How accurate is this, really

On standard plated meals where every component is visible and identifiable, the per-component approach lands in the ±10–15% range. That's about as good as a trained human food photographer with a kitchen scale would do estimating from the same photo. Below that, you need an actual food scale.
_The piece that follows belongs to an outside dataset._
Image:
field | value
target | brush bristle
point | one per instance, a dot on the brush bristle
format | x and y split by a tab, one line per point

Above that — meaning worse than ±15% — you find:

Mixed dishes with hidden components. Soups, stews, curries, casseroles. The model can guess the ingredients from context but cannot see them. We mark these with a confidence indicator in the UI and let the user adjust per-component gram weights.
Oil and butter content. Two slices of roast chicken can range from 300 to 700 calories depending on whether the cook brushed it with oil. The photo doesn't show oil unless it pools. We have a static prior ("if the model lists 'roasted', assume 15g oil per serving") and accept that it sometimes adds 100 kcal that wasn't there.
Sauce-saturated foods. A pad thai photo shows noodles. The fish sauce, tamarind paste, peanut oil, and palm sugar that make it pad thai are invisible. Decomposition helps a lot — the model lists the components from context — but the gram weights are guesses.
Packaged-food labels that disagree with reality. A protein bar wrapper says 200 kcal. The actual macros vary by ±20% across batches. This is a calorie-counting-is-hard problem, not an AI problem.
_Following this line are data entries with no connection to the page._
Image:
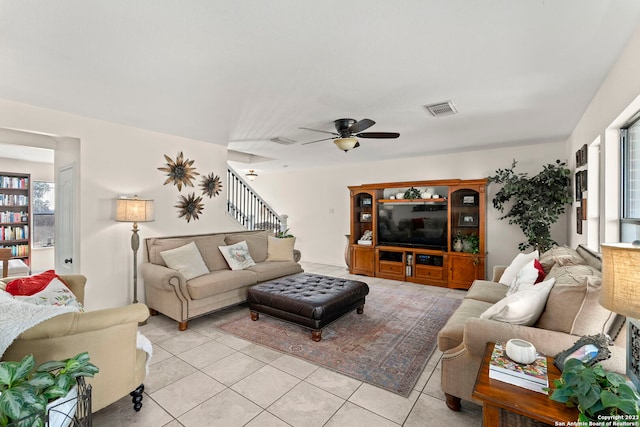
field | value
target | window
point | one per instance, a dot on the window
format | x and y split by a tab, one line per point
630	218
43	206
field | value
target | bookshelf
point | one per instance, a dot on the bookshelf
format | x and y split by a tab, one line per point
15	214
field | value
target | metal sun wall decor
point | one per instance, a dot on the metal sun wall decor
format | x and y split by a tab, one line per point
182	173
211	185
190	207
179	172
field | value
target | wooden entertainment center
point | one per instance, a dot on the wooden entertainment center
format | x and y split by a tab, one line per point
414	238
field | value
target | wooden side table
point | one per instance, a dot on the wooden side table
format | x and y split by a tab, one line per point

What makes the per-component approach better than single-photo apps

The single-photo apps in the category (Cal AI, Lose It's Snap It, MyFitnessPal's Meal Scan) all ship some variant of the whole-plate prompt. Their vendor-reported accuracy hovers around ±20%. The difference is structural — they ask the model for one number; we ask it for a structured list and compute the number ourselves.

The user-visible consequence is small but real: in Forky AI, every macro estimate is editable per-component. Tap "cheese, 30g", change to 50g, watch the total recompute. The component breakdown is what gives the user a handle on the AI's guess. Without it, the user is staring at a single number with no idea what to argue with.
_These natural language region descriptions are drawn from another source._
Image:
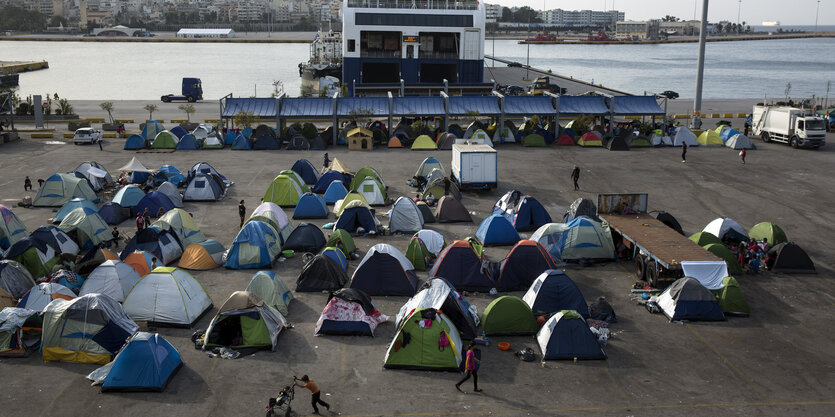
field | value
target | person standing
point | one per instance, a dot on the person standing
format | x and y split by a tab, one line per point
242	212
575	176
471	366
315	399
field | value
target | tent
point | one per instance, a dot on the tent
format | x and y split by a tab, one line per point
385	271
726	228
271	289
146	363
553	291
525	261
255	246
72	205
135	142
349	312
113	213
153	201
306	171
524	212
42	294
112	278
311	206
586	239
88	228
789	258
321	273
306	237
162	244
325	181
424	143
405	217
167	296
462	267
283	191
61	188
508	316
684	135
245	322
129	196
731	299
565	336
495	230
202	255
450	210
87	329
687	299
165	140
709	137
422	349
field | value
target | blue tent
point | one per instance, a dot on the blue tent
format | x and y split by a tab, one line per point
179	131
73	204
355	217
135	142
311	206
153	201
113	213
554	291
241	143
255	235
496	231
188	143
146	363
307	171
305	237
129	196
324	182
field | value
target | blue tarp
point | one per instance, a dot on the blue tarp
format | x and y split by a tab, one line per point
570	105
260	107
418	106
644	105
482	105
528	105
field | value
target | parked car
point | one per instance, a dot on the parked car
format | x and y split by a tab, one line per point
85	135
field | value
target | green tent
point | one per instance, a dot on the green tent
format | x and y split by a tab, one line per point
342	240
704	238
533	140
422	348
418	255
731	299
508	315
721	251
770	231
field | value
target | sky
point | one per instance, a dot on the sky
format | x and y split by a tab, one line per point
754	12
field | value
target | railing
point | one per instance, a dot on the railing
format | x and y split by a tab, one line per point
416	4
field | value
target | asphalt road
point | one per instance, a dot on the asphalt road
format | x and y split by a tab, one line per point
780	361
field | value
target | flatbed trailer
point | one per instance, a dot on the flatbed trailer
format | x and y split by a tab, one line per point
657	249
"The number isn't the answer. The breakdown is the answer. The number is just a sum."

The honest accuracy claim

Forky AI's current shipping pipeline runs GPT-4o with the 3-pass component prompt and USDA-style per-100g lookups. On photos of standard plated meals — single plate, every component visible — accuracy lands at ±10–15% on our internal sanity checks. On mixed dishes (soups, stews, curries), accuracy widens to ±25%, and we surface a confidence dot in the UI to flag it.

This is in the same neighbourhood as a human nutritionist eyeballing a photo. It is not in the same neighbourhood as a kitchen scale. For most users, that's the right trade — the kitchen scale is too high friction for daily logging, and "±15% three meals a day" is plenty for hitting weekly macro targets.

What's next

We're working on two extensions: (1) using the user's editing history as a personal prior — if you systematically bump every "cheese, 30g" to 60g, the model should learn — and (2) cross-checking the component list against a depth map from the iPhone's LiDAR sensor on Pro models to get a real portion-size signal instead of relying on visual prior.

Neither is shipping yet. We'll write about both when they are.